Direito de Resposta

Com o título “Quimpostor” é publicada, neste jornal Lux Frágil de Abril de 2009, uma crónica que mostra um desalento clinicamente grave que é urgente curar e não propagar. Tão urgente que achei necessário pedir ao autor a leitura antecipada do seu texto para que pudesse exercer o meu direito de resposta na mesma edição. Para que fosse possível estar lado a lado, muito perto, partilhar as mesmas páginas. Tal era a urgência. 

Há textos que lemos e que nos enervam. Fazem-nos retorquir coisas em voz alta para uma superfície plana colocada em frente, ou ligeiramente abaixo da nossa cara. Esta acção é genericamente descrita desta maneira – “falar sozinho”. Toda a espécie de frases e interjeições podem ecoar pelas paredes até nos apercebermos. Mas apenas por breves segundos. Porque é o tempo que perdemos a falar sozinhos que define o nosso grau de loucura. Aparentemente. O autor do texto em questão, um amigo, Joaquim, deve falar muito sozinho. 

É jovem, tem um novo olhar sobre o mundo mas ainda assim deambula por perguntas velhas e desânimos dominadores. Tão dominadores que o levaram a sentar-se, a concentrar-se e a escrever um texto que pergunta, páginas tantas, “Onde está a canção que define a nossa geração?”. Amigo Quim, permita–me que o trate assim, de onde vem esse desgosto que lhe corta a visão e a capacidade de se aperceber que mesmo sendo muita (e muita de gosto duvidoso, eu sei), a produção de canções dos nossos dias vai, com certeza, dar um valente molho de “temas” que irão marcar a época em que vivemos? E, se não estou muito enganada, o próprio amigo Quim contribui, escrevendo, tocando, gesticulando, dando saltinhos, berrando para um microfone, e fazendo do mesmo ventoinha mecânica em repetidos movimentos dinâmicos, para a produção dessa mesma massa global de criação musical. 

Amigo Quim, por favor não fique velho antes do tempo. É que é assim que se começa. A praguejar que não há nada de “novo”, que andamos todos a pegar no já mastigado, que ninguém pensa no que vai definir esta década, que nada nos une, nenhuma causa comum, não lutamos por nada, não queimamos soutiens, nem pomos flores no cabelo, nem andamos com coletes castanhos às farripas, nem nada. Porque isso é que era, agora (!). Esse sentimento de união. Essa ideia fabricada do que achamos terem sido décadas passadas, e que é repetida incessantemente sempre que alguém quer vincar a falta de envolvimento (não só político ou social) de gerações recentes. Essa “visão” deveria ser emoldurada e na parede pendurada. Tem tanto pó e que ninguém o limpe, por favor. 

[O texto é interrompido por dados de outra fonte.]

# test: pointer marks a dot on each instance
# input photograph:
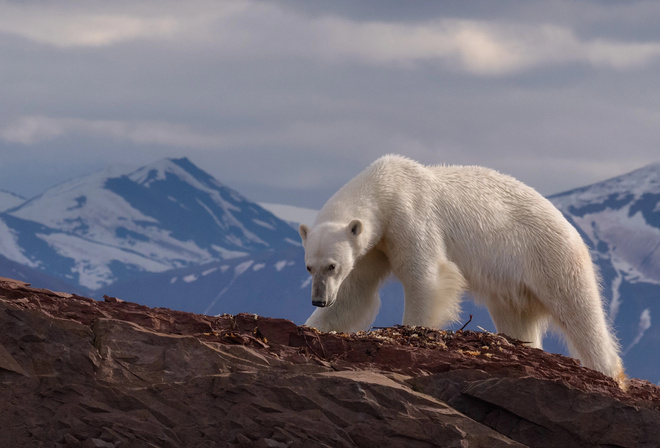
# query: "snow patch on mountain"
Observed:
(10, 248)
(292, 214)
(9, 200)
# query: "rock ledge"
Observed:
(76, 372)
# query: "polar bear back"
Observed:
(492, 226)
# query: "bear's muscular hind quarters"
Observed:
(469, 229)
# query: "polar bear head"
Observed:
(331, 249)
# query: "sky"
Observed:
(287, 100)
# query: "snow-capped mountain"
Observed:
(9, 200)
(170, 235)
(620, 220)
(291, 214)
(119, 222)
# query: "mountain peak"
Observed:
(632, 185)
(161, 216)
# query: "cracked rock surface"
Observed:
(76, 372)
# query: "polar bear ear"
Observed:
(303, 229)
(355, 227)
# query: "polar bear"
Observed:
(443, 230)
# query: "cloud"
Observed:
(245, 29)
(29, 130)
(73, 27)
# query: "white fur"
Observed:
(442, 230)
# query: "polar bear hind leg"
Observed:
(576, 309)
(520, 318)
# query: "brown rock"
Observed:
(77, 372)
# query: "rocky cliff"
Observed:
(77, 372)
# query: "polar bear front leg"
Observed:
(432, 294)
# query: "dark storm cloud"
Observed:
(288, 100)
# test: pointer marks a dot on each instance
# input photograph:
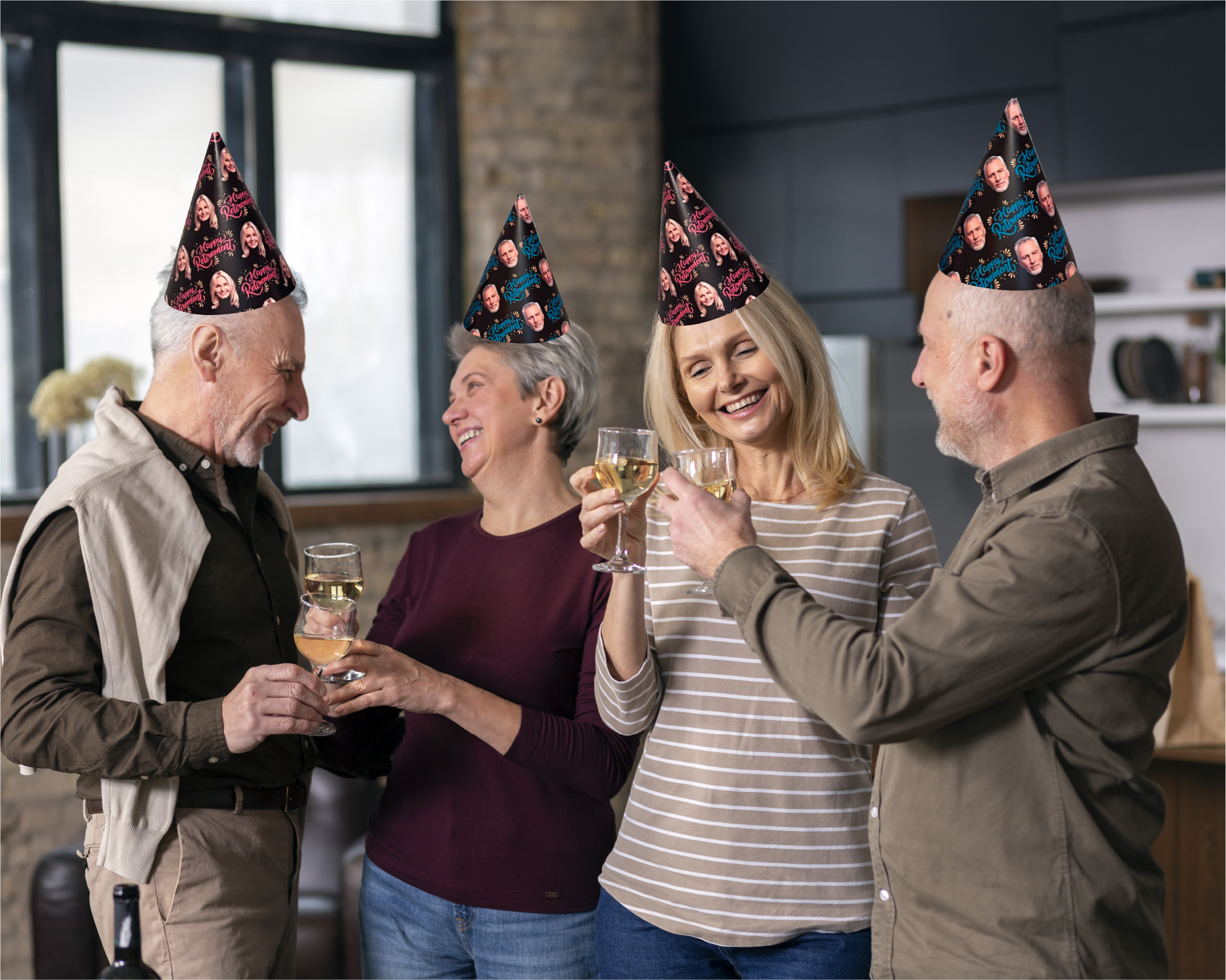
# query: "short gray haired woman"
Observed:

Rapaz Quim, arranje uns olhos novos. Ninguém se livra da pastilha mastigada. Há quem consiga voltar, milagrosamente, a dar-lhe sabor, alguns até a fazer grandes balões que rebentam na nossa cara e se colam à pele e aos cabelos. Coisa boa. É preciso é estar sempre a tentar fazer balões dessa pastilha. Olhe que há quem consiga. Olhe à sua volta. Outra vez. Mais uma. 

Amigo Quim, estou preocupada consigo. Quero “abrir-lhe os olhos”, mostrar-lhe as maravilhosas obras dos nossos tempos. Quero mostrar-lhe a geração em que participa activamente. Quero que volte a meter na boca as pastilhas mastigadas que parece esquecer que macerou com a sua própria saliva e o suor do seu rosto. 

Quero dar-lhe tarefas precisas que o levem a ver melhor, com outros olhos, a criatividade que nos envolve. Quero dar–lhe as ferramentas para que consiga ver que toda essa produção é passível de ser pensada e considerada, em diferentes contextos. E é mesmo. Mesmo a muito má. Porque o que calcifica o coração e as ideias é a prática da preguiça e a rendição. 

Há textos que lemos e que nos enervam. Fazem-nos retorquir coisas em voz alta para uma superfície plana colocada em frente, ou ligeiramente abaixo da nossa cara. Fazem-nos fazer coisas que nunca fizemos, como exercer um direito de resposta e citar coisas que não lemos no original mas sim noutros livros que já continham essa mesma citação, aplicada a outro contexto completamente diferente. Que vergonha. “Se não esperas o inesperado não o encontrarás” (Heraclito).